WATCH: McIlroy Plays Incredible Pitch And Run Up Cart Path

Rory McIlroy plays a shot off the cart path on the 10th hole at Quail Hollow Club during the 2017 PGA Championship. (Photo credit: Streeter Lecka/Getty Images)

CHARLOTTE, NORTH CAROLINA – Seve’s famous escape from a bunker during the 1983 Ryder Cup? The shot he played with a 3 wood scarcely touching any sand on the 18th hole of his match against Fuzzy Zoeller? I saw that. I was standing right behind it, perhaps 50 feet away, and the hairs on the back of my neck stood up when Nick De Paul, Seve’s caddie, handed him a 3 wood.

Tiger’s chip in on the 16th at Augusta in 2005? Saw that too, though this time via television. I remember clearly how the TV camera swooped in on his ball, showing clearly the Nike logo, before it fell into the hole.
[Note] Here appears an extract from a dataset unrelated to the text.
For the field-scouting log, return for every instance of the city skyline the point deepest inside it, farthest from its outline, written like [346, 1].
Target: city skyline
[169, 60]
Mickelson’s 6 iron from between the trees on the 13th at Augusta in 2010? Watched that on television. In commentary, Sir Nick Faldo called it the shot of Mickelson’s life. I saw – again on TV – Bubba Watson’s recovery shot from among trees to the right of the 10th hole in the playoff in 2013. And talking of playoffs, I was there, deep in the crowd, when Larry Mize chipped in on the 11th green to snatch the 1987 Masters from Greg Norman.

But I didn’t see Rory McIlroy’s 80-yard pitch and run up a cart path to get his par on the 10th hole at Quail Hollow at the start of his second round in the 2017 PGA. It didn’t win him a tournament but it earned the shot a place in the pantheon of extraordinary golf shots.

After a long but rather wild second shot, McIlroy was green-high at the bottom of a hill adjoining a cart path in a scruffy lie. He couldn’t go over the trees because he was too close to them. Rather like Jordan Spieth on the 13th at Birkdale during this year’s Open – who saw an escape route that no one else did – McIlroy was not fazed.

He decided he would hit his ball up the cart path and hope it would bobble to somewhere near the green.

For an ordinary golfer, such a gamble certainly would not have come off but when you can hit the ball as straight as McIlroy, such antics are not beyond you. Using a 6 iron he fashioned a low shot that did indeed make its way up towards the green – bounce, bounce, bounce – through a bunker and ended on the edge of the putting surface. A chip and putt later and McIlroy nonchalantly walked off the green muttering: “Just an ordinary par.”

I am often asked how good the best players are. These shots are as articulate an answer as it is possible to give. The golfers who hit them are not just good or very good. They are truly exceptional.